What is the basic difference between stream processing and traditional message processing? As people say that kafka is good choice for stream processing but essentially kafka is a messaging framework similar to ActivMQ, RabbitMQ etc.
Why do we generally not say that ActiveMQ is good for stream processing as well.
Is it the speed at which messages are consumed by the consumer determines if it is a stream?
In traditional message processing, you apply simple computations on the messages -- in most cases individually per message.
In stream processing, you apply complex operations on multiple input streams and multiple records (ie, messages) at the same time (like aggregations and joins).

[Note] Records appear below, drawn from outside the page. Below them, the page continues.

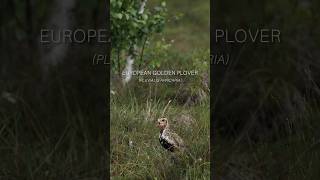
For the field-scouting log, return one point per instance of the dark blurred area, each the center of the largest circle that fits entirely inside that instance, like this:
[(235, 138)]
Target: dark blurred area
[(53, 98), (266, 99)]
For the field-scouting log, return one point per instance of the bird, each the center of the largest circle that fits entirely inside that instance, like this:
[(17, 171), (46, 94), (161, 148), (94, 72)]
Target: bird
[(168, 139)]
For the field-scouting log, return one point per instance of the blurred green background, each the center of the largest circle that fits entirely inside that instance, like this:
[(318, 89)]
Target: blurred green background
[(52, 98), (267, 109), (135, 149)]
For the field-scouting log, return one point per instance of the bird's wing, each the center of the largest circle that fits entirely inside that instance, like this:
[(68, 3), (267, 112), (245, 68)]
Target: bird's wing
[(175, 138)]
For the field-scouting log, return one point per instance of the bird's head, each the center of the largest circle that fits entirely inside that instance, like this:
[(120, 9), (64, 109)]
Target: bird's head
[(162, 123)]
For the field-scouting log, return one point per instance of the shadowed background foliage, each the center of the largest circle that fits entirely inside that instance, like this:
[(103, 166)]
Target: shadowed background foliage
[(52, 98)]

Furthermore, traditional messaging system cannot go "back in time" -- ie, the automatically delete messages after they got delivered to all subscribed consumers. In contrast, Kafka keeps the messages as it uses a pull based model (ie, consumer pull data out of Kafka) for a configurable amount of time. This allows consumers to "rewind" and consume messages multiple times -- or if you add a new consumer, it can read the complete history. This makes stream processing possible, because it allows for more complex applications. Furthermore, stream processing is not necessarily about real-time processing -- it's about processing infinite input stream (in contrast to batch processing that is applied to finite inputs).
And Kafka offers Kafka Connect and Streams API -- so it is a stream processing platform and not just a messaging/pub-sub system (even if it uses this in it's core).
Basically Kafka is messaging framework similar to ActiveMQ or RabbitMQ. There are some effort to take Kafka towards streaming is made by Confluent.
Then why Kafka comes into picture when talking about Stream processing?
Stream processing framework differs with input of data.In Batch processing,you have some files stored in file system and you want to continuously process that and store in some database. While in stream processing frameworks like Spark, Storm, etc will get continuous input from some sensor devices, api feed and kafka is used there to feed the streaming engine.